Over a non-algebraically closed field elliptic curves of fixed $j$-invariant (not equal to 0, 1728) are all quadratic twists of each other, that is there exists $D\in \mathbf F_p^\times$ s.t. $E_1\cong E_2^{(D)}$, where the $D$th quadratic twist is defined by $$y^2 = x^3 + ax +b \mapsto Dy^2 = x^3 +ax+b$$ this is short Weierstrass form, so lets use $p\ne 2,3$, the quadratic twist is isomorphic to the original curve when $D$ is a square. For a finite field the group $\mathbf F_p^\times/(\mathbf F_p^\times)^2 \cong C_2$, there every non-square differs from each other by a square, so there is only one possible quadratic twist of each elliptic curve, which is not isomorphic to the original, this is what gives us that there are roughly $2p$ curves, excluding $0, 1728$ we have $\approx p-2$ $j$-invariants, each of which gives two non-isomorphic quadratic twists over $\mathbf F_p$.

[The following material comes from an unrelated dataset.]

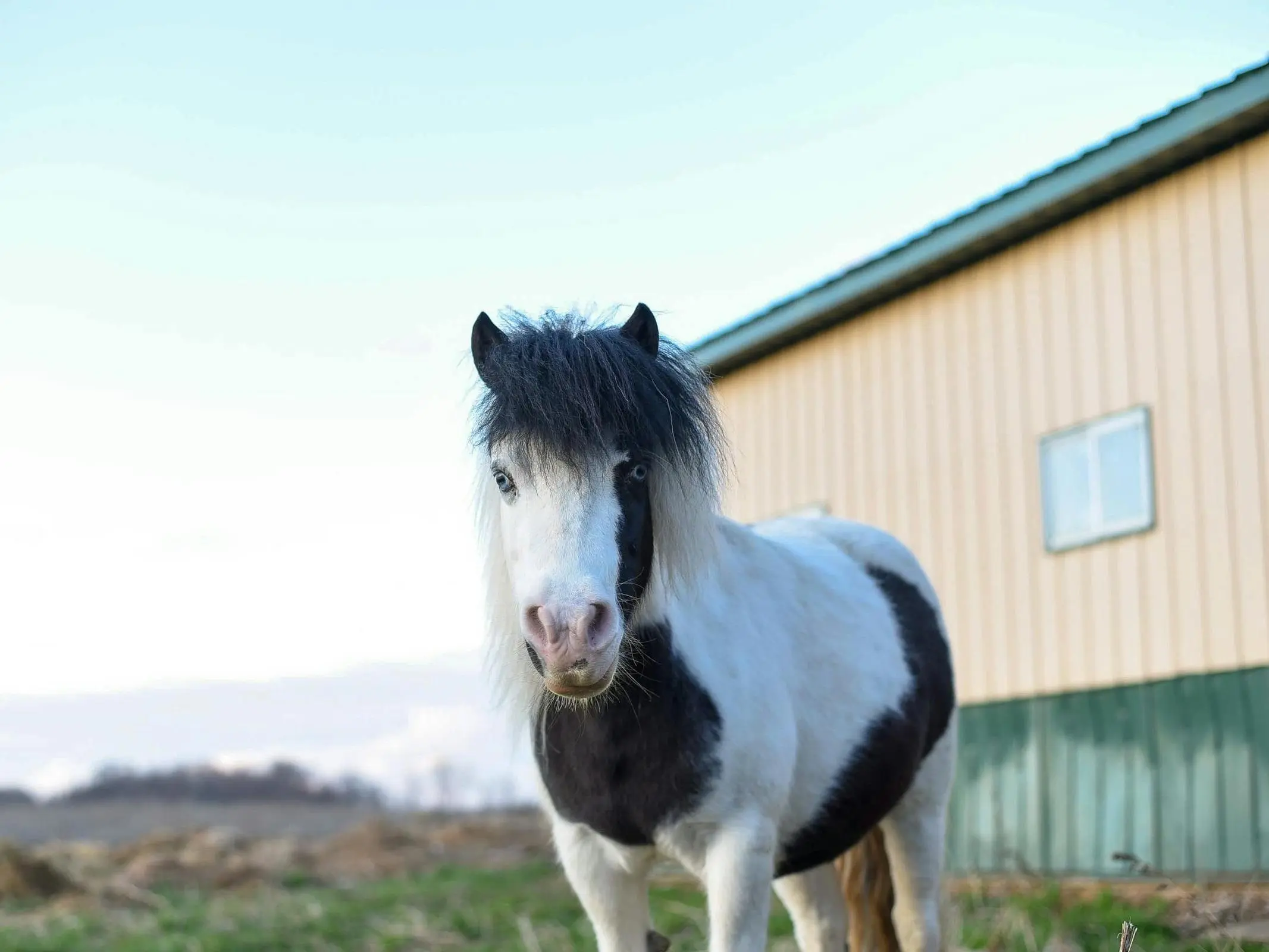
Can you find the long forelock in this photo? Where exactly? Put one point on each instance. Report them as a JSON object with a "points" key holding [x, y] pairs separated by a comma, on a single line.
{"points": [[566, 390]]}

In Sage you can use the .is_quadratic_twist method of an elliptic curve to check if two curves are quadratic twists, and .is_isomorphic to check isomorphism. You can also find the twisted curves using .quadratic_twist.

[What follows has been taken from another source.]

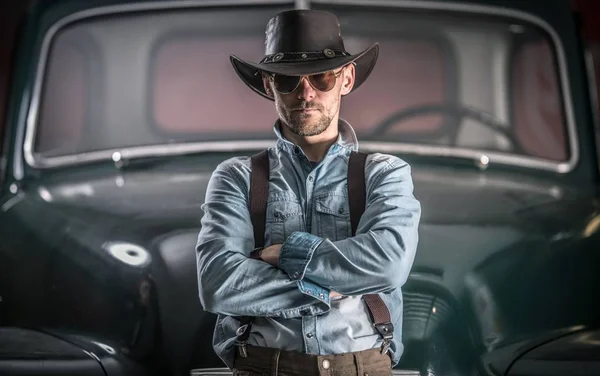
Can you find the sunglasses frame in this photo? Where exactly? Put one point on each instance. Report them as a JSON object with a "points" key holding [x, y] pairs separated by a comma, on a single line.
{"points": [[336, 75]]}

Using these methods you can reduce your list down to the exact number of curves, or build up the complete list starting from the set of all $j$-invariants.

Note that when $j = 0,1728$ this is more complicated as you also get sextic and quartic twists!